Prime Minister Sanna Marin (SDP) attended a plenary session in the Parliament House on 24 January 2023. Marin on Wednesday indicated that the much-discussed proposal to appoint a new security policy advisor for the prime minister will likely be shelved until the next government has taken office. (Mikko Stig – Str / Lehtikuva)

Politics
Tools
Typography

PRIME MINISTER Sanna Marin (SDP) on Wednesday said it is likely that the appointment of a new much-discussed security policy advisor for the prime minister will be postponed.

The office of the prime minister has been preparing to set up the advisory position, but the notion has come under heavy criticism from the office of the president, the Ministry for Foreign Affairs and Defence Command of the Finnish Defence Forces.

Marin on Wednesday stated at a press conference that it is reasonable to allow the next prime minister to evaluate whether the position is necessary.

“My own thinking is that it is. But in any case it’s very much a possibility that the timing will be postponed. I don’t think that the timetable is particularly important, that it’d have be set up during this government’s term in office. This would’ve been for the next prime minister, not specifically for me,” she was quoted saying by Helsingin Sanomat.

The parliamentary elections will take place on 2 April 2023.

The office of the prime minister had outlined that the decree for setting up the position would come into effect in March, with the appointment to be made shortly thereafter. Underlying the proposal is an apparent desire to consolidate the role of the prime minister in the domain of foreign and security policy.

The proposal has been justified with an increase in security policy-related duties linked to the upcoming accession to Nato.

The office is responsible for assisting the prime minister in leading the government and for monitoring the implementation of the government programme.

The Finnish constitution prescribes that foreign policy is led by the president in collaboration with the government, with the actual work taking place at joint meetings of the president and Ministerial Committee on Foreign and Security Policy (TP-Utva).

President Sauli Niinistö told YLE last week that he believes the current system is working tremendously well. His office had earlier rejected the proposal as premature and oversized.

The Ministry for Foreign Affairs expressed its concern that setting up the position could blur the division of responsibilities between ministries and shift powers away from ministries toward the prime minister.

Nato-related issues fall largely within the purview of the Ministry for Foreign Affairs and Ministry of Defence.
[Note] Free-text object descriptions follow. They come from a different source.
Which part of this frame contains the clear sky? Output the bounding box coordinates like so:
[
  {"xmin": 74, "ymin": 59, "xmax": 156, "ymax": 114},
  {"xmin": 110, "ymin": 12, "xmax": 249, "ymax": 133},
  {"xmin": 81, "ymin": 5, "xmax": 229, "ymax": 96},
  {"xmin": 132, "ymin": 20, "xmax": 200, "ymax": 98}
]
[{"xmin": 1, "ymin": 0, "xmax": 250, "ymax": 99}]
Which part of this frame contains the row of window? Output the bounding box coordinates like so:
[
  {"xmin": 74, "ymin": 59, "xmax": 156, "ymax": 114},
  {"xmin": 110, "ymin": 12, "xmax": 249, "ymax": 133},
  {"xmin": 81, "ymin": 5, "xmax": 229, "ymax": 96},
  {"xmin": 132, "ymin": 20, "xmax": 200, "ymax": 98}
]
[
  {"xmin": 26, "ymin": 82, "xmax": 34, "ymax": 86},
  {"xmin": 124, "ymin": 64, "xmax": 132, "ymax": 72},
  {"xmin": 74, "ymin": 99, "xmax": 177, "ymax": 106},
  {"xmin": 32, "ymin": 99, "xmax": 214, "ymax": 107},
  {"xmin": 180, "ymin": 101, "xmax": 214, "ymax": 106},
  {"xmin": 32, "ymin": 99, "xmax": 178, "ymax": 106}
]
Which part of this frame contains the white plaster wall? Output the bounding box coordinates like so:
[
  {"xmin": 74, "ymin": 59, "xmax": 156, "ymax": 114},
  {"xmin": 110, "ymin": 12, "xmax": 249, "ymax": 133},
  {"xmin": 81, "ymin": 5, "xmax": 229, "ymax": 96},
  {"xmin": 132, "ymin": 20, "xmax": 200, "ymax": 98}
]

Once its Nato membership has been ratified, Finland would be represented in summits of the military alliance by the president.

The Finnish Defence Forces’ Defence Command on Tuesday viewed that the proposal fails to both sufficiently justify the need for the position and pay attention to possible impacts on the leadership structures pertaining to national defence and foreign and security policy.

“The Defence Forces’ Commander serves as a permanent advisor in TP-Utva, and thereby members of said committee have access to the military expertise of the entire Defence Forces,” its statement reads according to Helsingin Sanomat. “In general, hearing various experts offers more broad-based support for decision making than appointing a single advisor.”